On the previous page you learnt about the type of research where an independent-samples t-test can be used and the critical assumptions of the independent-samples t-test that your study design, variables and data must meet in order for the independent-samples t-test to be the correct statistical test for your analysis. On this page, we set out the example we use to illustrate how to carry out an independent-samples t-test using R, before showing how to set up your data using Microsoft Excel, R and RStudio. Therefore, start by reading the example we use throughout this introductory guide in the next section.
A researcher wanted to know whether exercise could improve a person’s cardiovascular health. One measure of cardiovascular health is the concentration of cholesterol in the blood, measured in mmol/L, where lower cholesterol concentrations are associated with improved cardiovascular health. For example, a cholesterol concentration of 3.57 mmol/L would be associated with better cardiovascular health compared to a cholesterol concentration of 6.04 mmol/L.
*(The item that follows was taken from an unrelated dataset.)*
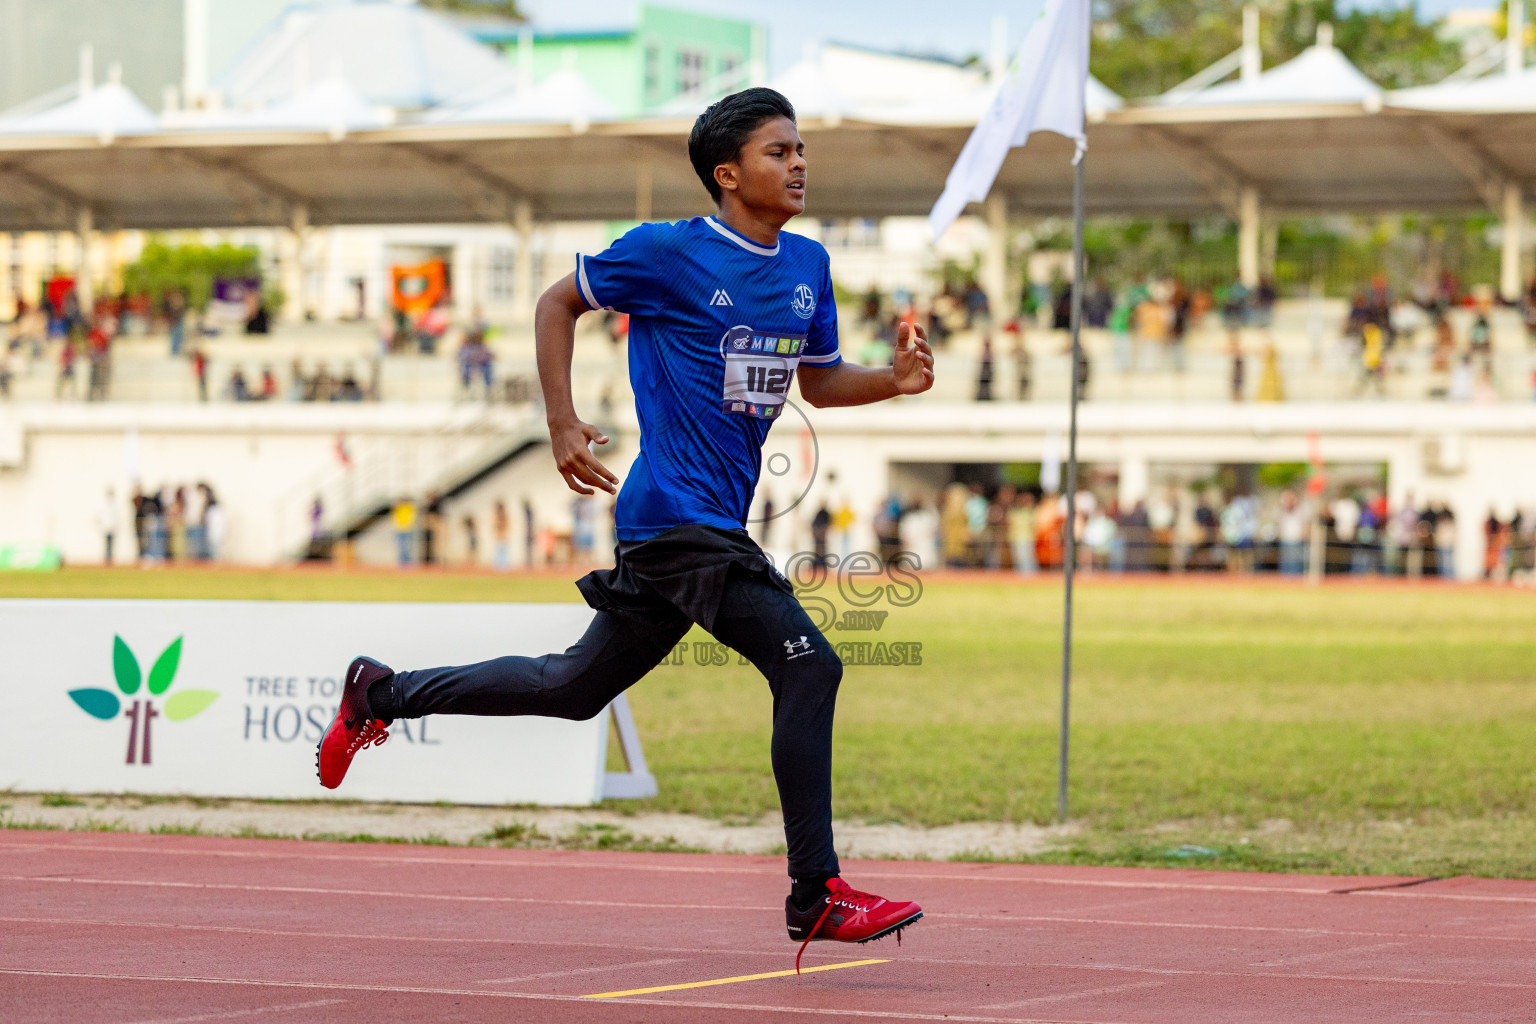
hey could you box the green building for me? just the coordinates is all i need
[474,5,766,118]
In this fictitious study, the researcher recruited 21 participants who were classified as being "sedentary" (i.e., they engaged in only low daily activity and did not exercise). These 21 participants were randomly assigned to one of two groups. One group underwent an exercise intervention where participants took part in a 6-month exercise programme consisting of four 1-hour exercise sessions per week. This experimental group was called the "exercise" group. The other group continued with their typical daily activities (i.e., they remained "sedentary"). This group was called the "control" group. After 6 months, the cholesterol concentration of participants (in mmol/L) was measured in the exercise group and the control group.
Note: To ensure that the assumption of independence of observations was met, as discussed earlier, participants could only be in one of these two groups and the two groups did not have any contact with each other.
To determine whether cardiovascular health had improved as a result of the exercise intervention, the researcher ran an independent-samples t-test to determine whether there was a statistically significant difference in mean cholesterol concentration between the exercise group and the control group.
Therefore, in this study the continuous dependent variable is cholesterol concentration and the categorical (dichotomous) independent variable is exercise trial, which has two groups: "exercise" and "control".
R is a very powerful statistical programming language, but it does not come with a spreadsheet-style interface like Microsoft Excel (called "Excel" from this point forward), IBM SPSS Statistics, Stata, Minitab, and other statistical software. This makes data entry a little more challenging, but there are ways to use Excel and another software package called RStudio to make the process easier. Therefore, the three steps below set out how to set up your data to run an independent-samples t-test using R, with the help of Excel and RStudio. We also briefly explain the alternatives if you do not want to use Excel and RStudio.
Note: It is also possible to set up your data directly in R rather than using Excel and RStudio. However, R does not have a spreadsheet-style interface and currently does not have an easy way to import Excel files (unlike RStudio). Nonetheless, if you would like us to add a guide to show how to directly enter data into R, please contact us.
Note: You may have noticed that we keep referring to "using R in RStudio". This is because although R is a statistical programming language, it is also a software package where you can run R code to carry out statistical analysis. RStudio is simply an interface that you are using to make it easier to manage your data and carry out your analysis. However, you are actually using the R software "within" RStudio. In a sense, RStudio is making it easier for you to "talk to R", which is not as user-friendly as RStudio.
Therefore, in the three sections that follow, we first show you how to create your data set in Excel, then explain how to install the tidyverse R package into R using RStudio, before finally showing you how to import your data set from Excel into R using RStudio. If you find any of the following instructions unclear or if there are other guides you would like to see added to Laerd Statistics, please contact us.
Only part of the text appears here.